At least the customs official’s lack of respect was not expressed in words; she might not have borne it otherwise. Silently she hid her gall as he silently poured a few of her sleeping pills into his hand; and when he left his fingerprints on her books, as he scuffed up the pages, always ferretting, almost breaking the spine of her precious Chartreuse de Parme.
He only opened his mouth to mumble, while sticking a plastic strip on her violated luggage, ‘Bet you get a good read out of some of these French books of yours.’
For a moment she regretted insisting that nobody should meet her, and that she had avoided travelling by the line she thought Basil most likely to choose. All she could do now was ignore, lower her discreetly smeared eyelids, dust down the coat she was carrying (her rather mature Persian lamb) and stalk behind the barrow on which her bags were being wheeled away. The briefest glance at her own reflection ought to restore her confidence if it were to falter. As it did. And her impeccable reflection let her down.
Dorothy Hunter’s misfortune was to feel at her most French in Australia, her most Australian in France. Sometimes she wished she had been born a Finn: she might not have felt so strongly about it. She had only met a couple of Finns; but Australians — here they were, teeming around her, the older men like mattresses from which the hair was bursting out, or those younger, more disturbing ones, hipless, and over-articulated; the women, either in loud summary shifts, apparently with nothing underneath, or else imprisoned in a rigid armature of lace, shrieked at one another monotonously out of unhealed wounds. Some of the women looked as though they would expect to die in hats.
The Princesse de Lascabanes pushed her way between the bodies, using her hands united in an attitude of prayer inside the lumped-up coat she was carrying. Protected by this fur buckler, Madame de Lascabanes shoved on, to arrive beside the queue of infiltrating taxis, where she overtipped (one of the principles of ‘poverty’) the unsuspecting, decent man her porter — or whatever he was: she had all but forgotten her native language.

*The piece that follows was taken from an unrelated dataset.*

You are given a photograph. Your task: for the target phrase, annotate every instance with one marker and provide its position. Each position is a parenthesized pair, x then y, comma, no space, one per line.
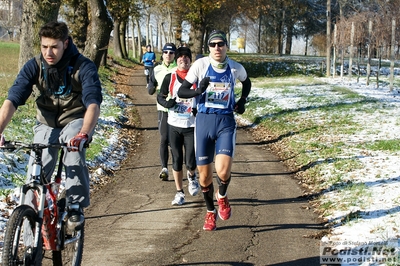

As she entered the cab she was on the verge of crying; in fact she did drop a tear or two after bumping her head and giving the address, ‘The Queen Victoria Club.’
After very little correspondence the princess had been elected an honorary member of this irreproachable institution to which she now intended to drive. Go to Mother’s later in the day, after resting. She was too écoeurée at the moment to risk being dragged under by the emotional demands of a domineering old woman. Carried along an impersonal expressway from the airport she would not allow herself to think of Mother, least of all ‘Mummy’. Were you really rapace as your belle-mère had insisted? Were you a SNOB? as every second Australian seemed to accuse: the bursting mattresses, the hipless Gary Coopers of your youth, not forgetting the fe-males, blue-glaring out of their wounded leather.
Dorothy Hunter might have had a good cry if, on opening the wrong bag, she could have found her tissues. I have never managed to escape being this thing Myself.
Instead she addressed the driver’s neck, ‘ Voyez—’ coughing for her lapse, ‘I’ve changed my mind. Take me to Moreton Drive, will you?’ adding, strangely, superfluously, ‘To my mother’s house.’